Hugh Grant wystąpił w kilku filmach, ale jedną z jego najbardziej pamiętnych ról była rola brytyjskiego premiera Davida w wakacyjnym klasyku Love Actually. Podczas gdy fani na całym świecie podziwiali Granta w jego roli, zwłaszcza jego ruchy taneczne, aktor nie wydaje się być członkiem „kultu” tego kultowego klasyka.
Podczas wywiadu z Digital Spy, zapytany, czy Grant chciałby wziąć udział w pełnej kontynuacji Love Faktycznie, aktor wyznał, że nie pamięta fabuły swojego wakacyjnego filmu.

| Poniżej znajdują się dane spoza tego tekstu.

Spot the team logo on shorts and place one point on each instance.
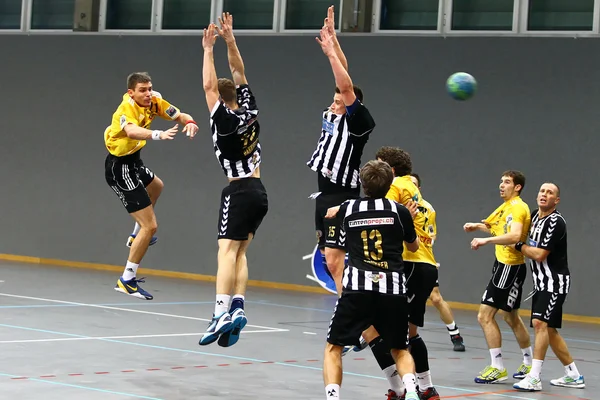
(376, 277)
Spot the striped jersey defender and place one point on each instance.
(375, 230)
(550, 233)
(341, 144)
(235, 135)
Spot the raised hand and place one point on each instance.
(226, 30)
(209, 36)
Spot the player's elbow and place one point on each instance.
(413, 247)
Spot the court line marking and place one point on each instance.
(264, 302)
(129, 310)
(116, 337)
(189, 351)
(82, 387)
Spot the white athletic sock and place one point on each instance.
(394, 380)
(410, 383)
(536, 368)
(332, 391)
(424, 379)
(221, 304)
(496, 355)
(130, 270)
(527, 355)
(572, 371)
(452, 329)
(136, 229)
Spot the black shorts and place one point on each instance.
(355, 311)
(547, 307)
(505, 288)
(328, 230)
(244, 204)
(420, 281)
(128, 177)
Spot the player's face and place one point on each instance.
(337, 107)
(142, 94)
(548, 196)
(507, 188)
(415, 181)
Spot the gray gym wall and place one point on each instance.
(536, 111)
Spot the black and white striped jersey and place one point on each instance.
(341, 144)
(374, 231)
(235, 135)
(550, 233)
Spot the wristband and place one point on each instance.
(519, 245)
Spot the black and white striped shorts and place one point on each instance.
(128, 177)
(505, 288)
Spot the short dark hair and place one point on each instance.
(137, 77)
(418, 178)
(397, 158)
(557, 187)
(357, 92)
(376, 178)
(227, 90)
(517, 176)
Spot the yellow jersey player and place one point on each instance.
(436, 298)
(507, 225)
(135, 184)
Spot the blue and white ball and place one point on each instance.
(461, 86)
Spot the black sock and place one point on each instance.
(418, 350)
(381, 352)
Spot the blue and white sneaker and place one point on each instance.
(132, 288)
(131, 238)
(216, 327)
(363, 345)
(238, 322)
(567, 381)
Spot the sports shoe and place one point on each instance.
(430, 394)
(492, 375)
(529, 384)
(132, 288)
(131, 238)
(238, 322)
(567, 381)
(216, 327)
(522, 371)
(457, 341)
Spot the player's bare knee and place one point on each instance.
(539, 325)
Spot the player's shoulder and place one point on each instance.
(518, 203)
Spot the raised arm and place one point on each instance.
(342, 78)
(209, 73)
(330, 24)
(236, 64)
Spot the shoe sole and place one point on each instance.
(232, 336)
(526, 390)
(577, 386)
(490, 382)
(214, 336)
(137, 295)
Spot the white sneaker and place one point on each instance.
(567, 381)
(529, 384)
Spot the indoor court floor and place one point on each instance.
(66, 334)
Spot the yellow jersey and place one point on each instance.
(430, 222)
(129, 112)
(499, 223)
(402, 191)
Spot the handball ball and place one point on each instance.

„Nie wiem”, powiedział Grant. „Nigdy o tym nie myślałem… nie pamiętam nawet, co dzieje się w filmie.”
Jednak jego brak pamięci nie powinien być interpretowany jako brak entuzjazmu; następnie dodał: „Od tak dawna to nie widziałem. Musisz mi przypomnieć. Jak mam skończyć?”
Szczerze mówiąc, film wyszedł 18 lat temu i od tego czasu Grant zagrał w wielu filmach, w tym w Muzyce i tekstach, Dżentelmenach i Florence Foster Jenkins.
Nie pamiętanie fabuły nie oznacza jednak, że nie pamięta procesu filmowania; Grant kilkakrotnie opowiadał o filmie, zwłaszcza o swojej kultowej scenie tanecznej, w której porusza się po 10 Downing Street.
W wywiadzie w 2019 r. powiedział: „Pomyślałem:„ To będzie straszne i ma moc być najbardziej straszną sceną, jaką kiedykolwiek poświęcono celuloidowi”. Wyobraź sobie – wyjaśnił – jesteś zrzędliwym 40-letnim Anglikiem, jest 7 rano i jesteś trzeźwy jak kamień… to było absolutne piekło.”
Kiedy reżyser filmu, Richard Curtis, opowiedział o problemach Granta z częścią taneczną, powiedział: „Niemiłe wspomnienie to głównie Hugh i taniec.
Niezależnie od tego, czy Grant nienawidził swojego numeru tanecznego, fani uwielbiali każdą jego minutę w filmie.